As many guaranteed benefit obligations are relatively new in the marketplace, actual policyholder behavior experience is
limited. As a result, estimates of future policyholder behavior are subjective and based on analogous internal and external
data. As markets change, mature and evolve and actual policyholder behavior emerges, management continually evaluates
the appropriateness of its assumptions for this component of the fair value model.
Fair Value Under SFAS 157
The Company’s SFAS 157 fair value is calculated as an aggregation of the following components: Pre-SFAS 157 Fair
Value; Actively-Managed Volatility Adjustment; Credit Standing Adjustment; Market Illiquidity Premium; and Behavior
Risk Margin. The resulting aggregation is reconciled or calibrated, if necessary, to market information that is, or may be,
available to the Company, but may not be observable by other market participants, including reinsurance discussions and
transactions.
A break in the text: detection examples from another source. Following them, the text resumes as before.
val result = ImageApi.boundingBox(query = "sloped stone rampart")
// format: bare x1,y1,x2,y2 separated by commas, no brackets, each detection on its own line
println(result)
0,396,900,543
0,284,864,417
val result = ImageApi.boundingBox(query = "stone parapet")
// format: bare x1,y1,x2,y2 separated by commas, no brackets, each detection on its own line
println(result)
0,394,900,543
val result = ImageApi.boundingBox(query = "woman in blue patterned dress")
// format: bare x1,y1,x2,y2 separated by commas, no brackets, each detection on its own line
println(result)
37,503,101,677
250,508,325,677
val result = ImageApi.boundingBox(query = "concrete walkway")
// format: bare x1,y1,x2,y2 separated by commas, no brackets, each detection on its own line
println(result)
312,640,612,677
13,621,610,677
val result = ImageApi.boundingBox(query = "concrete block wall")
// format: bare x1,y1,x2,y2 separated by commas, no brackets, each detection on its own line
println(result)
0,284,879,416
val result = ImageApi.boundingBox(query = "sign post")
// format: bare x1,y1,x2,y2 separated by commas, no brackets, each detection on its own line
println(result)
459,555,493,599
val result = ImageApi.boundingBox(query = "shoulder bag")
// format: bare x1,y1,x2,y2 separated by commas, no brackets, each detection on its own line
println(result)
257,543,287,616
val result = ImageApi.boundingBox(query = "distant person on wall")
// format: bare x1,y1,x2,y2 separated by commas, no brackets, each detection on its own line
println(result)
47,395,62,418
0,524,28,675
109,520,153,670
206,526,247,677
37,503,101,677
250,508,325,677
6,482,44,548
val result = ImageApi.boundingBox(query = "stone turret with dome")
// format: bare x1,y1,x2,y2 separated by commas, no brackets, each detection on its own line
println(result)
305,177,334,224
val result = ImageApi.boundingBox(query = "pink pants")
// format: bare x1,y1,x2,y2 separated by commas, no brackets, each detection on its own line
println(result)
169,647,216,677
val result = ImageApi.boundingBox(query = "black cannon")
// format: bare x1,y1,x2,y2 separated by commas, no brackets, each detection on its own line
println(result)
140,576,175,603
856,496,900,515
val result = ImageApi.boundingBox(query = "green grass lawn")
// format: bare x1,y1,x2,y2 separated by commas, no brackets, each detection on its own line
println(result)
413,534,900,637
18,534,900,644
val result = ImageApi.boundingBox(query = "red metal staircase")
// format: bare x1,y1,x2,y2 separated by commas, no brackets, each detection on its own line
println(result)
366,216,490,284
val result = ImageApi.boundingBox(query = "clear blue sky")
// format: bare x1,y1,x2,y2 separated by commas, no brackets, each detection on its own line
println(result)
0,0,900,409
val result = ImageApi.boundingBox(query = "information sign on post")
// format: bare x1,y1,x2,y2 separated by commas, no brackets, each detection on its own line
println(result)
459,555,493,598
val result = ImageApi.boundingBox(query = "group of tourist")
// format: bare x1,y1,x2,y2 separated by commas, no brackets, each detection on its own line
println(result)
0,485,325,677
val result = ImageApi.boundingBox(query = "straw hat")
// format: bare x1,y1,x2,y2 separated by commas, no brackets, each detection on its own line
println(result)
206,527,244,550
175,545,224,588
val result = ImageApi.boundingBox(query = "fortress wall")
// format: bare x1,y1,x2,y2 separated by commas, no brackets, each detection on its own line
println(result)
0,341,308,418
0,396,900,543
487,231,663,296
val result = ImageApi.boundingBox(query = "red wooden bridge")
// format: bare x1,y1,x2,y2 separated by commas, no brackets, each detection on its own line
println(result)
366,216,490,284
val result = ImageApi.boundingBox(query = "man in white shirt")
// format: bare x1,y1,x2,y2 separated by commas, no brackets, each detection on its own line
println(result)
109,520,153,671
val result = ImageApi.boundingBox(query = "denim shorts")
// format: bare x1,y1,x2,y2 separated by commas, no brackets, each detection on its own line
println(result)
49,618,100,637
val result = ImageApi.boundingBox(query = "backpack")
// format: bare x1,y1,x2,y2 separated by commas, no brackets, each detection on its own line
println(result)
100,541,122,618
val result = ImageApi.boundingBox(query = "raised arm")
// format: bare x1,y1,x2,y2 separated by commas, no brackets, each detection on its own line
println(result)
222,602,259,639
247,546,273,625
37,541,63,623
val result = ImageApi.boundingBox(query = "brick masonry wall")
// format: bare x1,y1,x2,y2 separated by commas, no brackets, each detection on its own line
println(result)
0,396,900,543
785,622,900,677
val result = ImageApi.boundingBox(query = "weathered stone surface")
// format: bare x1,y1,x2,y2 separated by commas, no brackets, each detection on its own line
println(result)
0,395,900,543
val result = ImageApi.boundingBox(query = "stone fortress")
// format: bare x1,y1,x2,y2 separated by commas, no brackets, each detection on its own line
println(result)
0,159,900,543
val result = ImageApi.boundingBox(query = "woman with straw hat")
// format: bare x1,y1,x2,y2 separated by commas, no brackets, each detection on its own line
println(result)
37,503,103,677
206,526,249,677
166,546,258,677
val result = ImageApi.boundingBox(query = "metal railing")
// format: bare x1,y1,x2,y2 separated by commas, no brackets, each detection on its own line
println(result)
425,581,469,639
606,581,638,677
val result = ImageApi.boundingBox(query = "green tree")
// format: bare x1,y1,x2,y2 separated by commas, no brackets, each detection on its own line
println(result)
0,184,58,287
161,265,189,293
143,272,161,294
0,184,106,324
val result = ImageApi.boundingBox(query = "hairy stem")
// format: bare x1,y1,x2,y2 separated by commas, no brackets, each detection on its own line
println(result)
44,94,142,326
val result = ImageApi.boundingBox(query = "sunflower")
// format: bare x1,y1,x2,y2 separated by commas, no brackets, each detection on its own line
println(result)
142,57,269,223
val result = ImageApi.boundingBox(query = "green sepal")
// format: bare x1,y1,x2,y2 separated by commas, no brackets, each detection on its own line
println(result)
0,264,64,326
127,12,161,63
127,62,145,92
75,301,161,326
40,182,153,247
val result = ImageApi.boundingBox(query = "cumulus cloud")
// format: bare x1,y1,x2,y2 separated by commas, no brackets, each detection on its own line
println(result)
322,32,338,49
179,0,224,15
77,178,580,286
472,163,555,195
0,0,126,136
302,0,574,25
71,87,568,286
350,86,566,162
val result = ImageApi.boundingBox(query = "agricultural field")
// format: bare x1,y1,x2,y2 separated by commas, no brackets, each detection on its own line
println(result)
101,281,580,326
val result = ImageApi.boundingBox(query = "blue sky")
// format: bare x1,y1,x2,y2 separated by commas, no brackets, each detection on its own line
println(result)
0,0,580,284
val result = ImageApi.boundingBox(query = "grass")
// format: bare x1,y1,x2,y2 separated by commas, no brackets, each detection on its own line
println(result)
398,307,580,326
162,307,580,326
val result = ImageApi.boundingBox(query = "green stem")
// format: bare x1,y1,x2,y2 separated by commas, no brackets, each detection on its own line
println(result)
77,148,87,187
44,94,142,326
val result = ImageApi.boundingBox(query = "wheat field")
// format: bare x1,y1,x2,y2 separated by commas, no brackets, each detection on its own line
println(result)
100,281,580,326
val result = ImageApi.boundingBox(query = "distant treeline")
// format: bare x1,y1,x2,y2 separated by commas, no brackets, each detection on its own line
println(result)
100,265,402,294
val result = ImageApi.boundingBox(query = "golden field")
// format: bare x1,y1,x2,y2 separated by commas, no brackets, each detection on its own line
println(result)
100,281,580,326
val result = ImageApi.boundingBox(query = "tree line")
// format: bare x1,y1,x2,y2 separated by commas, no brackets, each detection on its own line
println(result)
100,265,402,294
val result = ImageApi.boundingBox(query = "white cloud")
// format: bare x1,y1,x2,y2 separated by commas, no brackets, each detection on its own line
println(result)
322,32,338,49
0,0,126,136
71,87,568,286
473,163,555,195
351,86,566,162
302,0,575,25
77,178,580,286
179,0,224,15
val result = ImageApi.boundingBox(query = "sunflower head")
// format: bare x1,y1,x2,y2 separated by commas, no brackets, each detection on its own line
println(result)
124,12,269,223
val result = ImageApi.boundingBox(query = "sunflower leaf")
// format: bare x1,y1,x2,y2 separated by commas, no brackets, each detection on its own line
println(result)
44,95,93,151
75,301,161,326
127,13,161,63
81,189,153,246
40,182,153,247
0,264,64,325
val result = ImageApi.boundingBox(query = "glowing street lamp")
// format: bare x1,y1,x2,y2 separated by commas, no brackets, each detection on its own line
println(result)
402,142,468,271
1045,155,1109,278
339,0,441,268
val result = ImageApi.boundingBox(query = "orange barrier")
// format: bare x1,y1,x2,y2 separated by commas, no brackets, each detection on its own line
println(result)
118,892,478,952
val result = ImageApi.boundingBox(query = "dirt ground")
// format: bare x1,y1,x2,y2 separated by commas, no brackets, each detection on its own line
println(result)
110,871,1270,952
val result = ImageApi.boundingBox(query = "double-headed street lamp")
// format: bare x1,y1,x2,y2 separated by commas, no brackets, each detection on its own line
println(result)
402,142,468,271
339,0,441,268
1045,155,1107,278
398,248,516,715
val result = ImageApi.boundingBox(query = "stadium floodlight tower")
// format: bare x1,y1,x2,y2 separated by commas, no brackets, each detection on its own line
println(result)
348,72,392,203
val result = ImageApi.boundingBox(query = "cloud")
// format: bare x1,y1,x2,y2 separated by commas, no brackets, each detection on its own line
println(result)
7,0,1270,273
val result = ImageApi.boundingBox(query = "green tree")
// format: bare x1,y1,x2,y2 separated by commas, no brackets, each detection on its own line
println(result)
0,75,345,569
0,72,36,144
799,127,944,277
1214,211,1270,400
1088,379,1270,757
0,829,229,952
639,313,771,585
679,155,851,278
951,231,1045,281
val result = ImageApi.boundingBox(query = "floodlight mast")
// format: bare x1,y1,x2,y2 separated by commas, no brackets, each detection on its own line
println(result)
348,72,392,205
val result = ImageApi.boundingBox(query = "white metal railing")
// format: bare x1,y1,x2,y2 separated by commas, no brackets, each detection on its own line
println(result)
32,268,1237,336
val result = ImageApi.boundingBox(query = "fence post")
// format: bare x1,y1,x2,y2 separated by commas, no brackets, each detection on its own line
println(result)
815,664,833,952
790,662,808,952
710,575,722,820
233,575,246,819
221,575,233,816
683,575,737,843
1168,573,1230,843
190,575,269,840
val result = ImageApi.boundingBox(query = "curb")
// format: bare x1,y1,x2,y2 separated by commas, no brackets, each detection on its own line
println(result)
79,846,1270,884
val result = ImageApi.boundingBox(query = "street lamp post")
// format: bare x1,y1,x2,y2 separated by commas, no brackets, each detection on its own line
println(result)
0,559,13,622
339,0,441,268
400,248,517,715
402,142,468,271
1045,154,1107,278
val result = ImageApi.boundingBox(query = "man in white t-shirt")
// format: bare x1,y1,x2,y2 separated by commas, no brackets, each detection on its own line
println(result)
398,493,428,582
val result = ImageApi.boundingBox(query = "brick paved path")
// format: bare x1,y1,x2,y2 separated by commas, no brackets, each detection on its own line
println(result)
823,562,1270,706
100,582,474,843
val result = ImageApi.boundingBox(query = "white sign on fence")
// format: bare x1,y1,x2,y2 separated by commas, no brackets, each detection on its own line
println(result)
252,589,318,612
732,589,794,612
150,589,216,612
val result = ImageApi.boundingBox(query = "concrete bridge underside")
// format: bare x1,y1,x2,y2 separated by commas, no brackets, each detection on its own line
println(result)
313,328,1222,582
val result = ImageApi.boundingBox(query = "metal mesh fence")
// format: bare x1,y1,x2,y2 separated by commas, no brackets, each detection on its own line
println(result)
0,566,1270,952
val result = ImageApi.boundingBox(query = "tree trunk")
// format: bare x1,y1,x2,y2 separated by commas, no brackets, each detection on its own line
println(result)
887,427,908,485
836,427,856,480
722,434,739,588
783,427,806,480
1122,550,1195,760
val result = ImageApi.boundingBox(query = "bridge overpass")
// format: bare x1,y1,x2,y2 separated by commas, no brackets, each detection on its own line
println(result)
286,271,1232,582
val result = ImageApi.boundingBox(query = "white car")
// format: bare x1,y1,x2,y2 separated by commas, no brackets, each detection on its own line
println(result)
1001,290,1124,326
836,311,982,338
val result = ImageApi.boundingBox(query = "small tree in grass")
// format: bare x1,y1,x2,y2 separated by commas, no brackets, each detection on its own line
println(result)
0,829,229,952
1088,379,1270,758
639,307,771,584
The Company believes the aggregation of each of these components, as necessary and as reconciled or
calibrated to the market information available to the Company, results in an amount that the Company would be required to
transfer, for a liability or receive for an asset, to market participants in an active liquid market, if one existed, for those
market participants to assume the risks associated with the guaranteed minimum benefits and the related reinsurance and
customized derivatives required to be fair valued. The SFAS 157 fair value is likely to materially diverge from the ultimate
settlement of the liability as the Company believes settlement will be based on our best estimate assumptions rather than
those best estimate assumptions plus risk margins. In the absence of any transfer of the guaranteed benefit liability to a third
party, the release of risk margins is likely to be reflected as realized gains in future periods’ net income. Each of the
components described below are unobservable in the marketplace and require subjectivity by the Company in determining
their value.
Actively-Managed Volatility Adjustment. This component incorporates the basis differential between the observable
index implied volatilities used to calculate the Pre-SFAS 157 component and the actively-managed funds underlying
the variable annuity product. The Actively-Managed Volatility Adjustment is calculated using historical fund and
weighted index volatilities.
Credit Standing Adjustment. This component makes an adjustment that market participants would make to reflect the
risk that guaranteed benefit obligations or the GMWB reinsurance recoverables will not be fulfilled (“nonperformance
risk”). SFAS 157 explicitly requires nonperformance risk to be reflected in fair value. The Company calculates the
Credit Standing Adjustment by using default rates provided by rating agencies, adjusted for market recoverability,
reflecting the long-term nature of living benefit obligations and the priority of payment on these obligations versus
long-term debt.
Market Illiquidity Premium. This component makes an adjustment that market participants would require to reflect
that guaranteed benefit obligations are illiquid and have no market observable exit prices in the capital markets.